From 4e9d33d1f55e620c3f6030d94d42cf7cd711a891 Mon Sep 17 00:00:00 2001
From: =?UTF-8?q?Henrik=20tom=20W=C3=B6rden?= <h.tomwoerden@indiscale.com>
Date: Fri, 21 Oct 2022 15:55:45 +0200
Subject: [PATCH] MAINT: docs and string conversion only for specific types

---
 src/caoscrawler/identified_cache.py | 27 +++++++++++++++++++--------
 1 file changed, 19 insertions(+), 8 deletions(-)

diff --git a/src/caoscrawler/identified_cache.py b/src/caoscrawler/identified_cache.py
index 02618f31..7b680b5a 100644
--- a/src/caoscrawler/identified_cache.py
+++ b/src/caoscrawler/identified_cache.py
@@ -23,22 +23,30 @@
 # ** end header
 #
 
-"""
-stores identified records and is able to detect duplicates
-"""
-
-import caosdb as db
-
-from hashlib import sha256
 
 """
+This module is a cache for Records where we checked the existence in a remote server using
+identifiables. If the Record was found, this means that we identified the corresponding Record
+in the remote server and the ID of the local object can be set.

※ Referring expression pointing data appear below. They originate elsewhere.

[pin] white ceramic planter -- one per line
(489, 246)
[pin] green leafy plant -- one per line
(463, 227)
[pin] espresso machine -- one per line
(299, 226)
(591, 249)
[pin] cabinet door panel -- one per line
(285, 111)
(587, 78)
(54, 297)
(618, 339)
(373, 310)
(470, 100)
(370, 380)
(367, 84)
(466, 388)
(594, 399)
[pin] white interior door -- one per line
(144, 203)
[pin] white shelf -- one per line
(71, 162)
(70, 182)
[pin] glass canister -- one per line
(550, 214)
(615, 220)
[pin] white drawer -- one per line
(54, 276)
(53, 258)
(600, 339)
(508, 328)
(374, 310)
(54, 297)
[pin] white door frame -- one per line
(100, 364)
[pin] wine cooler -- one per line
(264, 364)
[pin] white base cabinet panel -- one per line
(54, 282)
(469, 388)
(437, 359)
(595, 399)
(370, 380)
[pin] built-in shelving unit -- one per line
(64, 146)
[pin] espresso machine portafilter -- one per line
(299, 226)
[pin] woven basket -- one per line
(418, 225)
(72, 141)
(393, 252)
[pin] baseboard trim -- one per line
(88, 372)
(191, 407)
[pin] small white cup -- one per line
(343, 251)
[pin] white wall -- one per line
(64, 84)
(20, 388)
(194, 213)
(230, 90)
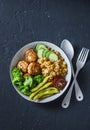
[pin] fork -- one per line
(79, 65)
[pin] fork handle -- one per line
(78, 92)
(66, 100)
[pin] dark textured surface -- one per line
(24, 21)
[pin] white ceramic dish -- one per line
(20, 54)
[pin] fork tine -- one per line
(80, 54)
(85, 55)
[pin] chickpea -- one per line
(30, 55)
(23, 65)
(34, 68)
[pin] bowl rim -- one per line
(47, 44)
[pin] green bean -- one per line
(39, 89)
(41, 84)
(45, 93)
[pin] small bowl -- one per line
(20, 54)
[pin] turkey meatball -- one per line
(30, 55)
(23, 65)
(34, 68)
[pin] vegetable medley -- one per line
(41, 73)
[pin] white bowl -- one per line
(20, 54)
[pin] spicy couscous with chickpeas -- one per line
(41, 73)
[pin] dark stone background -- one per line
(24, 21)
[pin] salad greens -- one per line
(25, 84)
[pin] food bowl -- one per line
(20, 54)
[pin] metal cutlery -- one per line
(79, 65)
(69, 50)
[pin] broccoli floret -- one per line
(17, 76)
(38, 78)
(24, 90)
(16, 72)
(28, 81)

+To prevent querying the server again and again for the same objects, this cache allows storing
+Records that were found on a remote server and those that were not (typically in separate caches).

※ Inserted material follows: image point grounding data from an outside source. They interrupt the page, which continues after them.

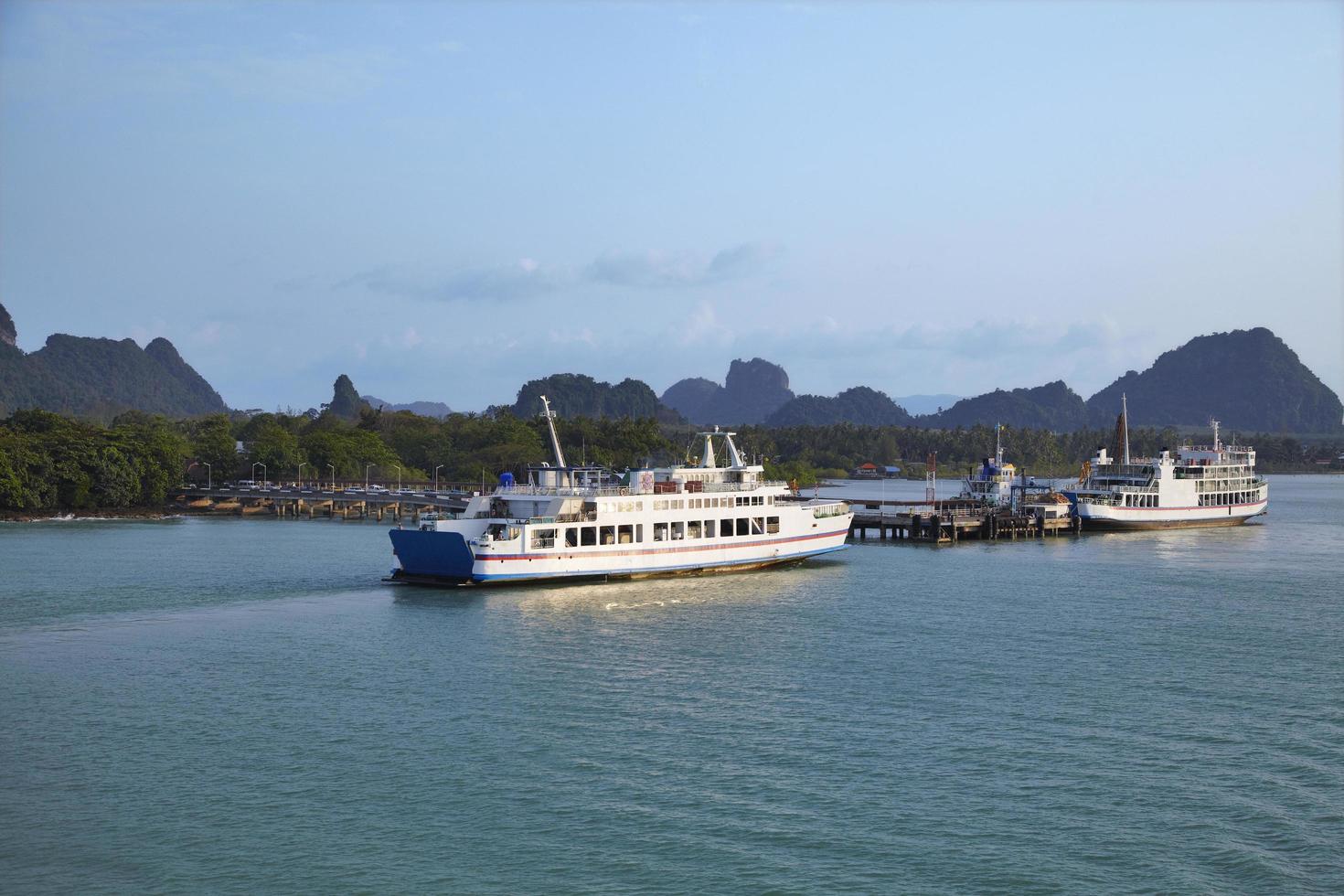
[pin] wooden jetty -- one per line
(953, 521)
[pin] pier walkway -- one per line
(952, 521)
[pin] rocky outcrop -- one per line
(1249, 379)
(859, 404)
(8, 335)
(752, 391)
(1052, 406)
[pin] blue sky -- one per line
(446, 200)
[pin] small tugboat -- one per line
(1195, 485)
(574, 521)
(991, 485)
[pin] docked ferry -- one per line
(1194, 485)
(578, 521)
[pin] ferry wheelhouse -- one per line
(574, 521)
(1195, 485)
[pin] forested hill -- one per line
(858, 404)
(750, 392)
(1247, 379)
(574, 395)
(1052, 406)
(101, 378)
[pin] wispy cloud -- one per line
(527, 277)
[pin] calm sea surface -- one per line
(240, 706)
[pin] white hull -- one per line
(1124, 517)
(572, 523)
(637, 560)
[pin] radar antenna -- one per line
(549, 423)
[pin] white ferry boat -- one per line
(1195, 485)
(571, 521)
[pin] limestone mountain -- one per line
(1052, 406)
(101, 378)
(858, 404)
(346, 400)
(423, 409)
(8, 335)
(1249, 379)
(581, 395)
(752, 391)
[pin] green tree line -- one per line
(51, 463)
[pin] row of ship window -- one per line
(1229, 498)
(687, 504)
(583, 536)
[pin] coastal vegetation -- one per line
(50, 463)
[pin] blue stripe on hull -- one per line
(519, 577)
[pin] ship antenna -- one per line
(555, 443)
(1124, 412)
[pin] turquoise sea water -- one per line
(240, 706)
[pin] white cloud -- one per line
(527, 277)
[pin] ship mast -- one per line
(1124, 414)
(555, 443)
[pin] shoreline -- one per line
(179, 511)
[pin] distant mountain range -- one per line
(1247, 379)
(750, 392)
(423, 409)
(100, 378)
(918, 404)
(1046, 407)
(581, 395)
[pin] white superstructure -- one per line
(1194, 485)
(581, 521)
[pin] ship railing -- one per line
(575, 517)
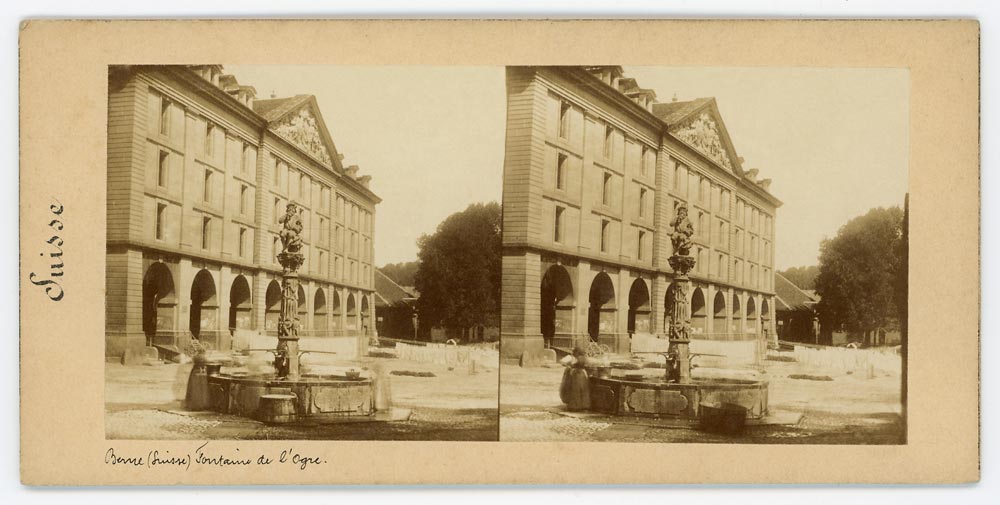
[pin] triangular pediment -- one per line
(703, 130)
(298, 121)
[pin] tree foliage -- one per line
(803, 277)
(402, 273)
(459, 273)
(859, 271)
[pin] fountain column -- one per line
(286, 359)
(679, 329)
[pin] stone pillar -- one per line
(520, 311)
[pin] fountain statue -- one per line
(679, 359)
(620, 390)
(286, 357)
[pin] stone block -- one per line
(537, 358)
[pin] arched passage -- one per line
(159, 301)
(302, 309)
(365, 315)
(737, 321)
(698, 311)
(335, 311)
(765, 316)
(272, 306)
(352, 313)
(602, 306)
(239, 304)
(668, 303)
(638, 307)
(557, 301)
(320, 319)
(204, 304)
(719, 314)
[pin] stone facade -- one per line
(594, 168)
(197, 169)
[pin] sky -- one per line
(834, 141)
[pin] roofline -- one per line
(795, 286)
(188, 76)
(394, 283)
(592, 83)
(605, 91)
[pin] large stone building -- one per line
(594, 169)
(199, 170)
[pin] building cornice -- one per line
(212, 92)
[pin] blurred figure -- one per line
(575, 388)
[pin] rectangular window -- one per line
(561, 171)
(165, 117)
(606, 191)
(557, 232)
(163, 170)
(243, 242)
(207, 188)
(161, 216)
(244, 199)
(564, 120)
(605, 231)
(206, 232)
(209, 139)
(609, 139)
(245, 159)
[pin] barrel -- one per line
(276, 409)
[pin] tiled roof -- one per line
(672, 112)
(274, 108)
(388, 293)
(790, 296)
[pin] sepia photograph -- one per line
(287, 256)
(705, 255)
(459, 252)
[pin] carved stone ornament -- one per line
(302, 130)
(702, 133)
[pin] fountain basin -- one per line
(316, 397)
(655, 397)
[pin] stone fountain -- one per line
(676, 394)
(288, 395)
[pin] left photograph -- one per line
(303, 252)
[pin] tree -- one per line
(803, 277)
(858, 273)
(401, 273)
(459, 273)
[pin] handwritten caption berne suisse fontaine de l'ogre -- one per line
(209, 457)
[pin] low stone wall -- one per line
(731, 353)
(851, 360)
(345, 347)
(449, 355)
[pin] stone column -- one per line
(520, 311)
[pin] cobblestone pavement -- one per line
(144, 402)
(853, 408)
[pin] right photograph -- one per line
(705, 255)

+The look up in the cache is done using a hash of a string representation.
+
 TODO: We need a general review:
 - How are entities identified with each other?

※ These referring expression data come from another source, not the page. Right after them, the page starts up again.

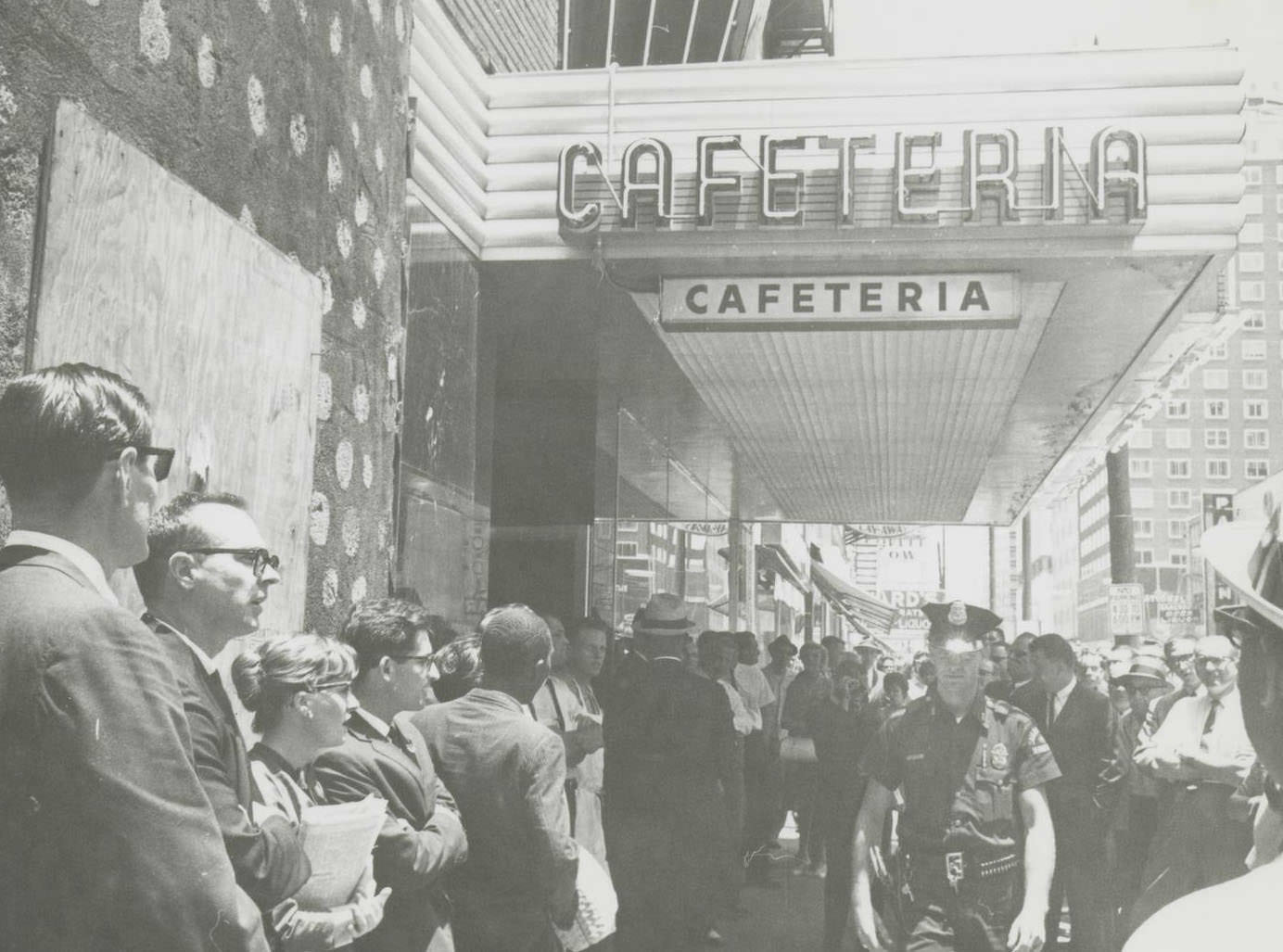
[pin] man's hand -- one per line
(871, 932)
(564, 911)
(368, 912)
(1028, 932)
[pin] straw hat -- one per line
(664, 615)
(1250, 558)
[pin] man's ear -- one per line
(183, 568)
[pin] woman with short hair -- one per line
(298, 688)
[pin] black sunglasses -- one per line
(164, 458)
(262, 558)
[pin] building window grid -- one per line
(1251, 291)
(1216, 379)
(1253, 349)
(1256, 468)
(1251, 262)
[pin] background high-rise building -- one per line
(1219, 426)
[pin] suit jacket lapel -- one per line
(12, 556)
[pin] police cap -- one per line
(959, 620)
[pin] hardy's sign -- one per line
(874, 301)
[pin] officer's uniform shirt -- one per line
(959, 778)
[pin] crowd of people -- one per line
(962, 798)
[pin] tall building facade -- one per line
(1218, 427)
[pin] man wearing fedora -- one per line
(668, 760)
(1137, 815)
(1243, 912)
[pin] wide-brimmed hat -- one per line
(1250, 558)
(1146, 671)
(784, 644)
(664, 615)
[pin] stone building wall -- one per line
(291, 116)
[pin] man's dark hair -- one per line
(380, 628)
(60, 424)
(458, 666)
(895, 679)
(440, 633)
(172, 528)
(589, 622)
(1055, 648)
(514, 638)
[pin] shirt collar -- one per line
(500, 697)
(85, 564)
(383, 728)
(206, 661)
(1062, 694)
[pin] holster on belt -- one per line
(958, 874)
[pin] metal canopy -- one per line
(941, 425)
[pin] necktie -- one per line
(401, 742)
(1210, 722)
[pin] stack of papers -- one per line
(337, 839)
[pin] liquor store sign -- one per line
(871, 301)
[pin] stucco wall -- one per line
(291, 116)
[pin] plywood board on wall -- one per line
(140, 273)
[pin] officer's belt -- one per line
(959, 868)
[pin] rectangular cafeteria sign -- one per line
(868, 301)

 - What happens if the identification fails?
+
+Checkout how this was done in the old crawler.
 """
 
+import caosdb as db
+
+from hashlib import sha256
+from datetime import datetime
+
 
 def _value_representation(value):
+    """returns the string representation of property values to be used in the hash function """
 
     # TODO: (for review)
     #       This expansion of the hash function was introduced recently
@@ -54,8 +62,11 @@ def _value_representation(value):
             return "PyID="+str(id(value))
     elif isinstance(value, list):
         return "["+", ".join([_value_representation(el) for el in value])+"]"
-    else:
+    elif (isinstance(value, str) or isinstance(value, int) or isinstance(value, float)
+          or isinstance(value, datetime)):
         return str(value)
+    else:
+        raise ValueError(f"Unknown datatype of the value: {value}")
 
 
 def _create_hashable_string(identifiable: db.Record):
-- 
GitLab